A rivalidade com a China tende a desaguar numa nova corrida armamentista. Trump tudo fará para conter o crescimento da influência tecnológica e econômica chinesa, sobretudo na infraestrutura e nas comunicações. Em contrapartida, tende a se aproximar de líderes autocráticos como Vladimir Putin (Rússia), Kim Jong-un (Coreia do Norte) e Mohammed bin Salman (Arábia Saudita).

Antes mesmo de tomar posse, estressou as relações com a OTAN, com declarações sobre a anexação do Canadá e a compra da Groelândia, ao mesmo tempo em que pressiona os demais países a aumentarem seus gastos com defesa. Trump pretende apoiar a anexação dos territórios Palestinos por Benjamin Netanyahu e forçar uma aproximação de seus aliados árabes com Israel. Ao mesmo tempo, tende a largar de mão o Afeganistão e a Síria.

Sua política em relação à América Latina pode provocar nova crise humanitária, sobretudo no México, com o fechamento da fronteira e a expulsão em massa de imigrantes. As sanções econômicas e políticas contra os regimes da Venezuela, Nicaragua e Cuba serão ampliadas e a ameaça de retomada à força do Canal do Panamá se insere no contexto da disputa com a China pelo controle do comércio do Atlântico com o Pacífico.

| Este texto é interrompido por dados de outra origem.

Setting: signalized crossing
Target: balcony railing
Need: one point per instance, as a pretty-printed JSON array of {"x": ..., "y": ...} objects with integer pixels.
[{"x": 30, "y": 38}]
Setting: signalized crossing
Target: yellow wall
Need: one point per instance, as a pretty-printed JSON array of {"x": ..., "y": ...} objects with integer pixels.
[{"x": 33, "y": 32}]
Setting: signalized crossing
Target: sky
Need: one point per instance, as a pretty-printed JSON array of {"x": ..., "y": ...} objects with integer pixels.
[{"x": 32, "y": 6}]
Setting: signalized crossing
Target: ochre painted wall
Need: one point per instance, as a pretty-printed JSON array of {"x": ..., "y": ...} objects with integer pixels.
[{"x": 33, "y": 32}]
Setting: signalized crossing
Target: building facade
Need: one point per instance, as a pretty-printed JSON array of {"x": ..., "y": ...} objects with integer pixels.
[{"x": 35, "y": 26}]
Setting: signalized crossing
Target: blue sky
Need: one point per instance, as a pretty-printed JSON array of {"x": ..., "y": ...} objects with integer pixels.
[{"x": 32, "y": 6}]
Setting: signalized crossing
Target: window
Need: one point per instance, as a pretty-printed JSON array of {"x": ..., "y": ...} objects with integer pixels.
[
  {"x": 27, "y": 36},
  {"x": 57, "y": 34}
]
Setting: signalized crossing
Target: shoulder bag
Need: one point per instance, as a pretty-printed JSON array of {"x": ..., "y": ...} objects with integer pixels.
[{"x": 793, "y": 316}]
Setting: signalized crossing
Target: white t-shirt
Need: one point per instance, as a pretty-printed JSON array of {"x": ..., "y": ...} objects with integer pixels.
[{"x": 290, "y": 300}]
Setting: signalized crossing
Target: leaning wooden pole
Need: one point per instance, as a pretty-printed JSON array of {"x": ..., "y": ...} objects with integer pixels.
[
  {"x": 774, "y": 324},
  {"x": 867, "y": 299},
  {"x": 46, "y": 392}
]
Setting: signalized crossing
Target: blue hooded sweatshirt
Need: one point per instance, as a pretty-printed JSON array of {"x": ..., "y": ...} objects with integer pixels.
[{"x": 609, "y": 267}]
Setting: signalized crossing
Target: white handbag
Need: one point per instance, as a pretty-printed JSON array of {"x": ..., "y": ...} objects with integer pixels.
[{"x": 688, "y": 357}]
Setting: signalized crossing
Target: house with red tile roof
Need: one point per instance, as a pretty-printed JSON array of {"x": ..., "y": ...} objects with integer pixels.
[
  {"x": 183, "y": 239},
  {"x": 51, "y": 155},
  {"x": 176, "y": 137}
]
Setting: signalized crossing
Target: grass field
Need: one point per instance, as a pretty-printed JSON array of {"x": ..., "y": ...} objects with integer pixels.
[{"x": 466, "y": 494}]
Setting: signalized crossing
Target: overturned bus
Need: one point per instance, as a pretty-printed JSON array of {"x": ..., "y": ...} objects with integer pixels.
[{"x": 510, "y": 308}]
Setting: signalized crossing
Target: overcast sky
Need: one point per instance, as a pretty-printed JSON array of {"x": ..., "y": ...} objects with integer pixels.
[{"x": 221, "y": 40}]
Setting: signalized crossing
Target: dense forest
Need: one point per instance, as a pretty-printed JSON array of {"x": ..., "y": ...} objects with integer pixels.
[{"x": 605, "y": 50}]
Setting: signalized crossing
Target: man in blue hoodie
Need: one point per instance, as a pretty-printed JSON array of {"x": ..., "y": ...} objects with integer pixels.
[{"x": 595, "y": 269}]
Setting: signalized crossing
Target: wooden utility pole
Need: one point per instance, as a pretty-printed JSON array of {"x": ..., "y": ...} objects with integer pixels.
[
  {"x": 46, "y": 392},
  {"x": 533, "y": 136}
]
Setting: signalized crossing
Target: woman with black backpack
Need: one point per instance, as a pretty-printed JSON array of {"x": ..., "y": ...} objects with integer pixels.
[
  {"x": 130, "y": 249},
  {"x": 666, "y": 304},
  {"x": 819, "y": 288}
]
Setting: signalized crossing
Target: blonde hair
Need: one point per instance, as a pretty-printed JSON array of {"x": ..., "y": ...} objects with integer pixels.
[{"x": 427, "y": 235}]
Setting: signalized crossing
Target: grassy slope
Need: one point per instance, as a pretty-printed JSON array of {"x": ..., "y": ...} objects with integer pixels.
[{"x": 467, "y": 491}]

A política energética de Trump é uma ameaça ambiental ao planeta, com a exploração doméstica de petróleo e gás por meio da fraturação hidráulica. Os EUA vão se retirar novamente do Acordo de Paris sobre o clima. Tudo isso está associado a um novo complexo tecnológico nas áreas de infraestrutura, comunicações, militar e espacial, num novo ciclo histórico, não apenas conjuntural.